Nothing highlights more starkly the irrelevance of solely evidenced-based policy than the campaign to criminalise possession of pornography that depicts acts of rape.
A debate is currently raging as to whether or not there is evidence that such material causes people to commit this heinous crime. Two recent convicted child-killers, Mark Bridger and Stuart Hazell were found to have accessed this type of pornography as well as having viewed and downloaded sickening images of child abuse.
Louise Mensch highlights the inconsistency of the UK legal approach in a sensible fashion here, claiming that the UK law does not reflect the gravity of these crimes.
Some intellectual honesty is required. The link between the viewing of pornography (whether violent or not) and sexual crime remains unproven. It’s certainly fair to state that viewing pornography normalises deviant and niche sexual behaviour and can prove damaging to those predisposed to addictive behaviour as well as those who are having difficulty forming normal healthy relationships. There is a plethora of emerging data that suggests that pornography is having a deleterious effect on the psyche of society at large.
But until this can be definitively quantitatively proven debates will rage centred around civil liberties, censorship and the consenting individuals involved. In all likelihood there are those who can view rape porn and not go on to commit crime. Pornography does not turn people into automatons, we still retain free will even in the midst of the most terrible addictions. An addiction to porn may require much strength to break free from, it may increase the desire to commit sexual crime to those inclined that way, but it won’t in and of itself cause someone to take the conscious physical step of forcing oneself upon another. Pornography should not be used as a mitigating factor when considering how these crimes should be dealt with and viewed by society.
Instead of pouring over evidence and data, policy-makers should have the courage to admit the question of porn should be purely one of morals and values, not one of gradation of different levels of harm. All porn is degrading, seedy and harmful or damaging. It desensitises and cheapens both participant and viewer. It will always exist, but the question is whether or not it should have an overt place in society. Should porn be a matter of moral neutrality, should we sanction it, turn a blind eye or should we be brave and bold enough to state that it has no place in a civilised society, even if people then chuck glib insults or labels our way?
The evidence of the dangers of porn will take considerable time to consolidate, as with tobacco. By that time it will be too late. Whether or not we want a porn free society is entirely a value judgement.
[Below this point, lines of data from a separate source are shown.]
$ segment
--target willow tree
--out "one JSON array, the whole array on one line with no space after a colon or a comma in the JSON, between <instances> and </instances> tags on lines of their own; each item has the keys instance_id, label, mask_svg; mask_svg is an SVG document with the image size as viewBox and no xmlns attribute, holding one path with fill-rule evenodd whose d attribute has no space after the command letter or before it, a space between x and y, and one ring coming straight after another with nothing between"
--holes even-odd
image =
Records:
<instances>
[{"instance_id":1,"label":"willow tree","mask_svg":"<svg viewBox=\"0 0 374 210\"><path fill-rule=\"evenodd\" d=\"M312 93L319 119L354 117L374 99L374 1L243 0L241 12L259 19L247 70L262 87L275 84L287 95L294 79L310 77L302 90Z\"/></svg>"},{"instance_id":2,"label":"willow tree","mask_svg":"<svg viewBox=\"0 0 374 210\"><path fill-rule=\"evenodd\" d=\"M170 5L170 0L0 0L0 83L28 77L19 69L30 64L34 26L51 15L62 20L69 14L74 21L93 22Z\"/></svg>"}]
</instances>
Evidence has little to do with it.
3 thoughts on “Irrelevance of evidence”
what about the degraded people in the pics?
>Louise Mensch highlights the inconsistency of the UK legal approach in a sensible fashion here, claiming that the UK law does not reflect the gravity of these crimes.
Well – no, Caroline. I hope you’ll forgive the long comment.
Mensch seems to have not even stated the basic facts accurately, and has gone off on a hanger and flogger rant on the basis of equivalences she had made up in her own head.
Mensch writes that the images viewed by Geoffrey Bettley were “Level 1 Copine”, and equates that to ‘Level 1 on the CPS scale’.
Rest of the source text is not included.